The issue for the Court of Appeal in The Harpur Trust v Brazel was how to calculate holiday entitlement for a permanent employee who only worked during term time. The employer argued that her holiday pay should reflect 12.07% of her normal earnings, to give effect to the pro-rata principle. The Court disagreed, finding that as a permanent employee she was entitled to 5.6 weeks' holiday, which should be paid in the usual way.
The employee was a music teacher who was employed to give individual music lessons to pupils on an "as needed" basis. As such she only worked during term time, although she was engaged under a permanent zero hours contract of employment. The school paid holiday pay at the end of each term, calculated by reference to 12.07% of the hours she had worked during the previous term.

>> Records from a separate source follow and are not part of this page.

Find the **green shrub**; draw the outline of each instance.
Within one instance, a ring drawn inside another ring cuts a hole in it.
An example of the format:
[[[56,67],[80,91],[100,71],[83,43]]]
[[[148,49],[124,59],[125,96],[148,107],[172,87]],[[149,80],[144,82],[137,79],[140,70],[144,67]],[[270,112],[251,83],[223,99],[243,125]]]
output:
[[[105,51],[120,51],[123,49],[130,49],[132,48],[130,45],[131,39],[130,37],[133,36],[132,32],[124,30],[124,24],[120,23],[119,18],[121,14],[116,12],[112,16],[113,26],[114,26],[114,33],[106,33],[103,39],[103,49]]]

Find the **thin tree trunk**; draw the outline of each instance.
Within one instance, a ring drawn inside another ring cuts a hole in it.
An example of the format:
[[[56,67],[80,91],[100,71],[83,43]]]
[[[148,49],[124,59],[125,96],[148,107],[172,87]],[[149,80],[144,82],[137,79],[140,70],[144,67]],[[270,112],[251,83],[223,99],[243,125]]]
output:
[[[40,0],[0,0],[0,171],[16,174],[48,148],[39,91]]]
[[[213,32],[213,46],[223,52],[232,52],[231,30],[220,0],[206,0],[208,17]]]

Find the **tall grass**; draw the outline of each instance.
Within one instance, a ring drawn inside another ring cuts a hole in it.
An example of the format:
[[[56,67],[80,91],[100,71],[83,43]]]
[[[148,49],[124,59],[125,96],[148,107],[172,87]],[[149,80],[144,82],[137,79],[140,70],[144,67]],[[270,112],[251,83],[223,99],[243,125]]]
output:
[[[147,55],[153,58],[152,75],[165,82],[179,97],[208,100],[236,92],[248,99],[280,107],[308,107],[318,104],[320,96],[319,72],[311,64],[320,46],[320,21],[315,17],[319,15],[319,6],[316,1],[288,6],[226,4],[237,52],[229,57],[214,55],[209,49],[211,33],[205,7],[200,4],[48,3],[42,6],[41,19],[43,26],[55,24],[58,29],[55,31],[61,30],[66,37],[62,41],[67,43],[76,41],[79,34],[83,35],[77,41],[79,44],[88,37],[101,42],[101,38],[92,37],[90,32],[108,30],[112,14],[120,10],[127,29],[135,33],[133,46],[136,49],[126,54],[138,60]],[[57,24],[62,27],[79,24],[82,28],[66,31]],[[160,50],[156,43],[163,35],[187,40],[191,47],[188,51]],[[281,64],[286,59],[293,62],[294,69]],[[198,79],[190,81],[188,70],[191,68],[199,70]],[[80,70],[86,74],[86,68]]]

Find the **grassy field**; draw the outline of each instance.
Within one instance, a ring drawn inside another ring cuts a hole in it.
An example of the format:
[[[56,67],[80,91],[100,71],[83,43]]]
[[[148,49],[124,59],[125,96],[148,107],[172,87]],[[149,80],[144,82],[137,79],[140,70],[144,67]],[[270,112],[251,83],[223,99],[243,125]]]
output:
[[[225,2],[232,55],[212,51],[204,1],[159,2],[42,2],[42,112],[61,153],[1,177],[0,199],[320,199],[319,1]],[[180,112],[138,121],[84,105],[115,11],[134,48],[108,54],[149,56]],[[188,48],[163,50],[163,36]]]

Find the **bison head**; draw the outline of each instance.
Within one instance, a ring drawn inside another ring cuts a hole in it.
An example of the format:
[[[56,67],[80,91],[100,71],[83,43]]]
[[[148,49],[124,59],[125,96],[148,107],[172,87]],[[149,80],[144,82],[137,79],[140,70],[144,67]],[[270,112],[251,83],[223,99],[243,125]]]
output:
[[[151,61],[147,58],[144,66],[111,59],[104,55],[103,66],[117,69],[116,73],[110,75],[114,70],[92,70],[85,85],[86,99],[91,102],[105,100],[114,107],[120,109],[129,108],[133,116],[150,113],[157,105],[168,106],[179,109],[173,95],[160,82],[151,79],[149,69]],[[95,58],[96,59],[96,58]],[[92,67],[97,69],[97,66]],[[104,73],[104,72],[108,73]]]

This reflected the proportion of holiday that a member of staff working throughout the year would receive.
Ms Brazel claimed that as a permanent member of staff, she was entitled to 5.6 weeks' holiday a year, paid at her average weekly rate, even though she only worked for between 32 and 35 weeks each year. The school disagreed, pointing out that her holiday would then represent 17.5% of her normal hours instead of the 12.07% available to a member of staff working throughout the year. Her complaint that the employer had breached the Working Time Regulations was rejected by the employment tribunal but upheld by the EAT. The employer appealed.
The Court of Appeal essentially had to decide whether holiday for a part-year worker has to be pro-rated to reflect their hours of work. It found that it does not. There is nothing in either EU or domestic law that requires the holiday entitlement of a part-year worker who is employed on a permanent contract to be pro-rated. Although on the face of it this was surprising, it was not an unprincipled or obviously unfair result and applying a pro-rata principle would lead to its own complexities.
The case is potentially relevant to any staff employed on zero hours contracts whose holiday pay is currently calculated by reference to 12.07% of their working hours, as recommended by ACAS guidance. The guidance will presumably now be revisited.